Game and Optimization for Swarm Intelligence and Cyber-physical Systems

The deep integration of swarm intelligence and autonomous decision-making technologies is fundamentally transforming the architecture of complex decision systems. These systems are increasingly adopting a distributed paradigm, where the dynamics of the system and the local decision-making processes of autonomous agents are tightly coupled. This shift gives rise to collective intelligent decision-making systems, driven by individual autonomy yet coordinated to achieve system-level goals.

In this context, game-theoretic and optimization-based methods for swarm intelligence have become key technologies for enabling cooperation and coordination in autonomous multi-agent systems.
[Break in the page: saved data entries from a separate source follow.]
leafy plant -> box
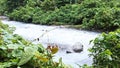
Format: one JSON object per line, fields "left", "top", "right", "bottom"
{"left": 0, "top": 0, "right": 7, "bottom": 15}
{"left": 89, "top": 29, "right": 120, "bottom": 68}
{"left": 6, "top": 0, "right": 27, "bottom": 12}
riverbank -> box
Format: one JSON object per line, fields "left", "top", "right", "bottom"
{"left": 0, "top": 16, "right": 104, "bottom": 34}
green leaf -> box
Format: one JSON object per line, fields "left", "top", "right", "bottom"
{"left": 12, "top": 49, "right": 23, "bottom": 57}
{"left": 18, "top": 46, "right": 38, "bottom": 66}
{"left": 7, "top": 44, "right": 19, "bottom": 49}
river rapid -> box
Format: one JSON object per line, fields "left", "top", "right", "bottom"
{"left": 1, "top": 20, "right": 100, "bottom": 68}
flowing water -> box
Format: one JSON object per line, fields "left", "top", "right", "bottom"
{"left": 1, "top": 20, "right": 100, "bottom": 68}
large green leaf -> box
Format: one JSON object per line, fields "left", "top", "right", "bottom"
{"left": 17, "top": 46, "right": 38, "bottom": 66}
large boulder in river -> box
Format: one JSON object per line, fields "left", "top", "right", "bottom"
{"left": 72, "top": 42, "right": 83, "bottom": 53}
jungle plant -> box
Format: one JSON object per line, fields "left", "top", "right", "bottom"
{"left": 89, "top": 29, "right": 120, "bottom": 68}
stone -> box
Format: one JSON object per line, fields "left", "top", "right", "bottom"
{"left": 72, "top": 42, "right": 83, "bottom": 53}
{"left": 66, "top": 51, "right": 72, "bottom": 53}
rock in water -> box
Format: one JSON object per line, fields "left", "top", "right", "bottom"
{"left": 66, "top": 51, "right": 72, "bottom": 54}
{"left": 72, "top": 42, "right": 83, "bottom": 53}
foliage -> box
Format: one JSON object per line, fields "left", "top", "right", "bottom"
{"left": 80, "top": 0, "right": 120, "bottom": 31}
{"left": 9, "top": 4, "right": 82, "bottom": 25}
{"left": 8, "top": 6, "right": 35, "bottom": 22}
{"left": 39, "top": 0, "right": 57, "bottom": 11}
{"left": 6, "top": 0, "right": 120, "bottom": 31}
{"left": 0, "top": 21, "right": 71, "bottom": 68}
{"left": 1, "top": 0, "right": 120, "bottom": 31}
{"left": 0, "top": 0, "right": 7, "bottom": 15}
{"left": 89, "top": 29, "right": 120, "bottom": 68}
{"left": 6, "top": 0, "right": 27, "bottom": 12}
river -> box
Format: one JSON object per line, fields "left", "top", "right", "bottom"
{"left": 1, "top": 20, "right": 100, "bottom": 68}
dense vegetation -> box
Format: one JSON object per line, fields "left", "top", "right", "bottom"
{"left": 0, "top": 0, "right": 120, "bottom": 31}
{"left": 0, "top": 21, "right": 71, "bottom": 68}
{"left": 89, "top": 30, "right": 120, "bottom": 68}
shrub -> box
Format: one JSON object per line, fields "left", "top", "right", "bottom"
{"left": 8, "top": 6, "right": 35, "bottom": 22}
{"left": 32, "top": 4, "right": 82, "bottom": 25}
{"left": 0, "top": 0, "right": 7, "bottom": 15}
{"left": 79, "top": 0, "right": 120, "bottom": 31}
{"left": 6, "top": 0, "right": 27, "bottom": 12}
{"left": 51, "top": 4, "right": 82, "bottom": 25}
{"left": 89, "top": 29, "right": 120, "bottom": 68}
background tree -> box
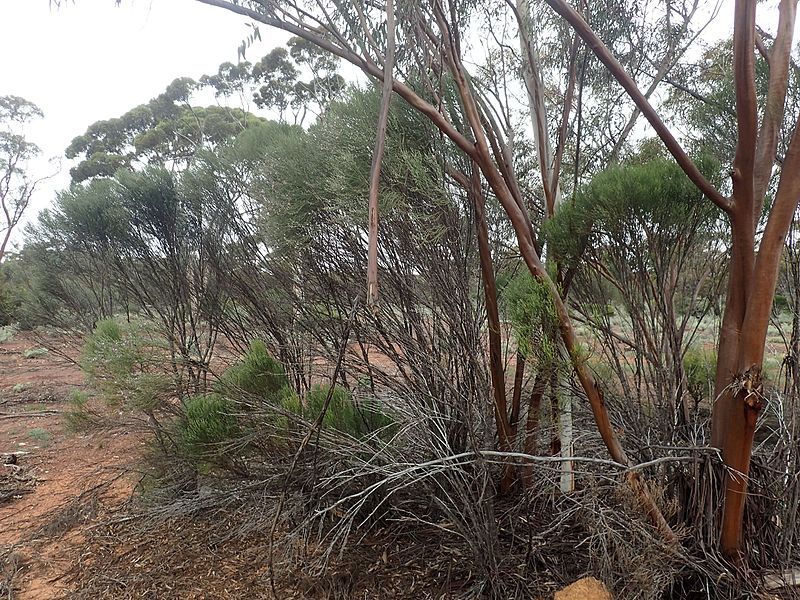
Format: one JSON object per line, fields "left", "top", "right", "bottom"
{"left": 65, "top": 77, "right": 266, "bottom": 183}
{"left": 0, "top": 95, "right": 46, "bottom": 262}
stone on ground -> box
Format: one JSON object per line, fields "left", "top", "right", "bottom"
{"left": 554, "top": 576, "right": 612, "bottom": 600}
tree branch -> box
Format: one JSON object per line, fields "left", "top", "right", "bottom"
{"left": 753, "top": 0, "right": 797, "bottom": 217}
{"left": 366, "top": 0, "right": 395, "bottom": 309}
{"left": 542, "top": 0, "right": 732, "bottom": 213}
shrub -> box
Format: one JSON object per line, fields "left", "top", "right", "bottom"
{"left": 28, "top": 427, "right": 51, "bottom": 444}
{"left": 303, "top": 384, "right": 393, "bottom": 437}
{"left": 504, "top": 271, "right": 561, "bottom": 370}
{"left": 23, "top": 347, "right": 48, "bottom": 359}
{"left": 215, "top": 340, "right": 287, "bottom": 402}
{"left": 180, "top": 393, "right": 239, "bottom": 459}
{"left": 277, "top": 385, "right": 302, "bottom": 415}
{"left": 129, "top": 373, "right": 174, "bottom": 412}
{"left": 81, "top": 317, "right": 170, "bottom": 408}
{"left": 305, "top": 384, "right": 359, "bottom": 434}
{"left": 64, "top": 390, "right": 104, "bottom": 432}
{"left": 773, "top": 294, "right": 790, "bottom": 313}
{"left": 684, "top": 347, "right": 716, "bottom": 402}
{"left": 0, "top": 324, "right": 17, "bottom": 344}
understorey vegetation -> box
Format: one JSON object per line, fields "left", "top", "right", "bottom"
{"left": 4, "top": 0, "right": 800, "bottom": 596}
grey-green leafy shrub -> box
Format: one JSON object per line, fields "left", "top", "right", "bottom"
{"left": 81, "top": 317, "right": 172, "bottom": 409}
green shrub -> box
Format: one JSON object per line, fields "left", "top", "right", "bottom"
{"left": 23, "top": 347, "right": 48, "bottom": 359}
{"left": 0, "top": 324, "right": 17, "bottom": 344}
{"left": 216, "top": 340, "right": 287, "bottom": 402}
{"left": 81, "top": 317, "right": 170, "bottom": 408}
{"left": 180, "top": 393, "right": 239, "bottom": 459}
{"left": 64, "top": 390, "right": 103, "bottom": 432}
{"left": 303, "top": 384, "right": 393, "bottom": 437}
{"left": 504, "top": 271, "right": 560, "bottom": 370}
{"left": 277, "top": 385, "right": 302, "bottom": 414}
{"left": 684, "top": 347, "right": 716, "bottom": 402}
{"left": 306, "top": 384, "right": 359, "bottom": 433}
{"left": 129, "top": 373, "right": 174, "bottom": 412}
{"left": 28, "top": 427, "right": 51, "bottom": 444}
{"left": 773, "top": 294, "right": 790, "bottom": 313}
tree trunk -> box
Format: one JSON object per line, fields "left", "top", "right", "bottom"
{"left": 469, "top": 164, "right": 514, "bottom": 489}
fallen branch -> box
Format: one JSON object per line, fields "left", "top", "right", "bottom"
{"left": 0, "top": 410, "right": 60, "bottom": 419}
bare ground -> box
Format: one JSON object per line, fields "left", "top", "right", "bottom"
{"left": 0, "top": 332, "right": 142, "bottom": 599}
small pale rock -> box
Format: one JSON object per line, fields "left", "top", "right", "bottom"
{"left": 554, "top": 577, "right": 612, "bottom": 600}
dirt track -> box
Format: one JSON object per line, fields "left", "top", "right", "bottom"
{"left": 0, "top": 332, "right": 141, "bottom": 599}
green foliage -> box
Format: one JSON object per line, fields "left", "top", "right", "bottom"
{"left": 216, "top": 340, "right": 288, "bottom": 401}
{"left": 209, "top": 343, "right": 391, "bottom": 439}
{"left": 303, "top": 384, "right": 392, "bottom": 437}
{"left": 0, "top": 324, "right": 16, "bottom": 343}
{"left": 180, "top": 393, "right": 239, "bottom": 459}
{"left": 254, "top": 86, "right": 449, "bottom": 258}
{"left": 129, "top": 373, "right": 174, "bottom": 412}
{"left": 27, "top": 427, "right": 51, "bottom": 444}
{"left": 1, "top": 95, "right": 44, "bottom": 263}
{"left": 251, "top": 39, "right": 345, "bottom": 122}
{"left": 276, "top": 384, "right": 302, "bottom": 415}
{"left": 18, "top": 177, "right": 131, "bottom": 330}
{"left": 81, "top": 317, "right": 170, "bottom": 408}
{"left": 66, "top": 81, "right": 266, "bottom": 183}
{"left": 773, "top": 294, "right": 790, "bottom": 313}
{"left": 665, "top": 39, "right": 789, "bottom": 167}
{"left": 684, "top": 347, "right": 716, "bottom": 402}
{"left": 547, "top": 156, "right": 720, "bottom": 268}
{"left": 63, "top": 390, "right": 102, "bottom": 433}
{"left": 505, "top": 271, "right": 560, "bottom": 369}
{"left": 23, "top": 347, "right": 48, "bottom": 359}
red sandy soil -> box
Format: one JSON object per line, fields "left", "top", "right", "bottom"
{"left": 0, "top": 332, "right": 143, "bottom": 599}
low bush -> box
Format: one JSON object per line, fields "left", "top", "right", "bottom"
{"left": 303, "top": 384, "right": 393, "bottom": 438}
{"left": 81, "top": 317, "right": 171, "bottom": 409}
{"left": 0, "top": 324, "right": 17, "bottom": 344}
{"left": 23, "top": 347, "right": 48, "bottom": 359}
{"left": 180, "top": 393, "right": 240, "bottom": 457}
{"left": 215, "top": 339, "right": 288, "bottom": 402}
{"left": 63, "top": 390, "right": 104, "bottom": 432}
{"left": 684, "top": 347, "right": 716, "bottom": 402}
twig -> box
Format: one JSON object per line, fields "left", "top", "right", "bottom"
{"left": 0, "top": 410, "right": 60, "bottom": 419}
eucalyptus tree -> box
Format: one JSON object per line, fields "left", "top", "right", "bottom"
{"left": 65, "top": 77, "right": 266, "bottom": 183}
{"left": 249, "top": 40, "right": 346, "bottom": 125}
{"left": 0, "top": 95, "right": 47, "bottom": 263}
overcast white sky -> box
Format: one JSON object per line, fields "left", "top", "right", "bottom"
{"left": 0, "top": 0, "right": 793, "bottom": 251}
{"left": 0, "top": 0, "right": 284, "bottom": 248}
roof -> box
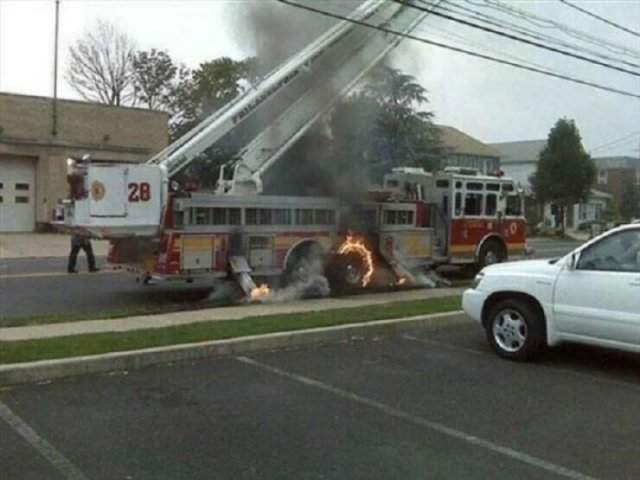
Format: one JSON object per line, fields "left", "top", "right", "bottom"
{"left": 590, "top": 188, "right": 613, "bottom": 199}
{"left": 436, "top": 125, "right": 501, "bottom": 158}
{"left": 489, "top": 139, "right": 547, "bottom": 164}
{"left": 593, "top": 156, "right": 640, "bottom": 169}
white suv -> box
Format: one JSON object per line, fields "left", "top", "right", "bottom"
{"left": 463, "top": 224, "right": 640, "bottom": 361}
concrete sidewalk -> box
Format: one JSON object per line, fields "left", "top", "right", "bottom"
{"left": 0, "top": 287, "right": 463, "bottom": 342}
{"left": 0, "top": 233, "right": 110, "bottom": 259}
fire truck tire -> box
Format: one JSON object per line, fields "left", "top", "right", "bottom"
{"left": 282, "top": 243, "right": 328, "bottom": 298}
{"left": 326, "top": 253, "right": 366, "bottom": 295}
{"left": 478, "top": 239, "right": 507, "bottom": 269}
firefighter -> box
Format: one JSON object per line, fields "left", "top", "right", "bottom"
{"left": 67, "top": 234, "right": 99, "bottom": 273}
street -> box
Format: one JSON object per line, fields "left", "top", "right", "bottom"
{"left": 2, "top": 318, "right": 639, "bottom": 480}
{"left": 0, "top": 238, "right": 582, "bottom": 320}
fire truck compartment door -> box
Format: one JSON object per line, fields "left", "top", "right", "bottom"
{"left": 182, "top": 236, "right": 214, "bottom": 270}
{"left": 88, "top": 166, "right": 127, "bottom": 217}
{"left": 248, "top": 236, "right": 274, "bottom": 268}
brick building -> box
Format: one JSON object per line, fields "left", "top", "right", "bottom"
{"left": 0, "top": 92, "right": 168, "bottom": 232}
{"left": 594, "top": 156, "right": 640, "bottom": 213}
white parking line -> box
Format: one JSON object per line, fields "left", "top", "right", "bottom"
{"left": 0, "top": 270, "right": 121, "bottom": 280}
{"left": 402, "top": 334, "right": 640, "bottom": 394}
{"left": 0, "top": 400, "right": 89, "bottom": 480}
{"left": 237, "top": 355, "right": 599, "bottom": 480}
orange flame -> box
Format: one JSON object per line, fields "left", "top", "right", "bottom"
{"left": 397, "top": 277, "right": 407, "bottom": 286}
{"left": 337, "top": 234, "right": 375, "bottom": 287}
{"left": 250, "top": 283, "right": 272, "bottom": 301}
They are widely applied in areas such as:

• Resource allocation in smart cities

• Cooperative control of autonomous swarms

• Route planning in intelligent transportation

• Strategy design in sharing economies

Despite their promise, these systems face fundamental challenges. Due to heterogeneous objectives and self-interested behaviors among agents under networked coupling, there is often a conflict between individual rationality and collective welfare. This tension can lead to suboptimal group outcomes and even Pareto inefficiency. Traditional game-theoretic and optimization algorithms that lack incentive-aware design are often insufficient to guarantee efficient and stable system performance in such environments. Furthermore, factors such as individual autonomy constraints, budget limitations, and the decentralized nature of the system introduce significant information limitations and decision complexity. 

My research tackles these challenges by developing theoretical foundations and distributed algorithms for game and optimization in complex, decentralized cyber-physical systems. From a mathematical perspective, I aim to understand and design the infrastructure systems that will support future society.